For Lundin to play hockey in Virginia anytime soon, something would have to go terribly wrong, because halfway through the season, Tampa’s rookie defenseman remains one of the League’s remarkable, how-did-he-get-here success stories.
“Obviously my spot here isn’t secure or anything, but I’ve been trying to get more comfortable and play with a little more confidence like; ‘Hey, I’m supposed to be here,’ ” Lundin said. “That’s been a focus of mine, trying to realize that I’m supposed to be here.”
Lundin, who played four full seasons at the University of Maine from 2003-07, has become a regular on Tampa’s blue line despite the fact that Lightning coach John Tortorella hadn’t seen him play before training camp opened this past summer.
Using his simple-is-effective style, he’s averaging more than 15 minutes of ice time per game and has only six penalty minutes through 46 games. He’s still seeking his first NHL goal, but he has five assists and owns an plus-1 rating more than halfway through the season, which is remarkable considering the Lightning have struggled defensively.
Lundin likely won’t steal any votes from Patrick Kane or Jonathan Toews for the Calder Memorial Trophy, but the simple fact that he can is amazing considering he nearly had his ticket punched for the ECHL before his impressive training camp.
“He brought two things to the table that we as a staff noticed immediately: One was his mobility, and the other was his smarts,” Lightning assistant coach Mike Sullivan told NHL.com. “His game is uneventful. It’s simple and efficient. As a young defenseman if you can get through an NHL hockey game and go unnoticed you’re doing something right. He’s a guy that does that for us.
“He makes simple, smart plays at the right time and under pressure. And, I think his mobility allows him to get to pucks and it allows him to defend when he does get beat. That’s why he raised eyebrows when he came to training camp.”
Ever since, Lundin’s life has changed dramatically. He’s traded in his sweat suits for designer duds. Instead of scrounging together cash for a quick meal with some college roommates, he dines at fancy restaurants with veterans while on road trips.
“I had to buy some nicer clothes. I couldn’t just wear sweatpants anymore,” Lundin joked. “It’s a totally different lifestyle going from college and living with your roommates and scraping together money for food to the NHL lifestyle.
“Life has definitely changed.”
Considering Lundin’s path to Tampa, that’s the mother of all understatements.
* He remembers researching NCAA Division III programs as a junior in high school because the Division I programs weren’t calling yet.

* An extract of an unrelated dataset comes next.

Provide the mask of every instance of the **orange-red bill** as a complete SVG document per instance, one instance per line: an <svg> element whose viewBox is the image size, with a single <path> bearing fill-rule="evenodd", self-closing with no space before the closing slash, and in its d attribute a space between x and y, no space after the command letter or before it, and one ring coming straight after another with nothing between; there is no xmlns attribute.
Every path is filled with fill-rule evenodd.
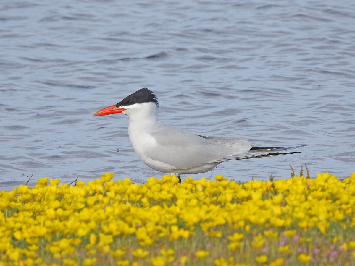
<svg viewBox="0 0 355 266"><path fill-rule="evenodd" d="M111 115L112 113L122 113L122 112L125 110L127 110L124 108L120 108L116 107L116 105L109 106L105 108L104 108L98 112L97 112L93 116L105 116Z"/></svg>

* In four years at Maine, he was never named one of Hockey East’s top players. He finished his career with only 13 goals, 56 assists and 42 penalty minutes in 160 games.
* He was only a fourth-round pick by the Lightning, 102nd overall, in the 2004 Entry Draft.
* He still has never played a shift in either the ECHL or the AHL.
“He came to camp in shape and proved himself through the exhibition games and really opened some eyes of some of the other players,” Lightning defenseman Paul Ranger said. “He’s logging a lot of minutes and he’s making some smart decisions out there. There are a couple of mistakes here and there, but that’s expected. Even our veteran guys make mistakes every once on a while since we play an aggressive style.”
“He has a good awareness of where his teammates are on the ice and where the pressure is coming from,” Sullivan added. “For the most part he makes pretty good reads and pretty good decisions.”
“When I get the puck, I try to make the simplest play without turning it over,” Lundin said.
Lundin, who holds a finance degree from Maine, is also one of Tampa’s best students. Since he’s not a natural talent, he has to listen, learn, and apply what is being preached.
In that regard, he’s an All-Star.
“His eagerness to learn and actually accept criticism has been his best asset. He’s like a sponge,” Tampa defenseman Brad Lukowich said. “He just sits there and absorbs everything. When the pressure is on and it’s time for him to take action, he gets it done.”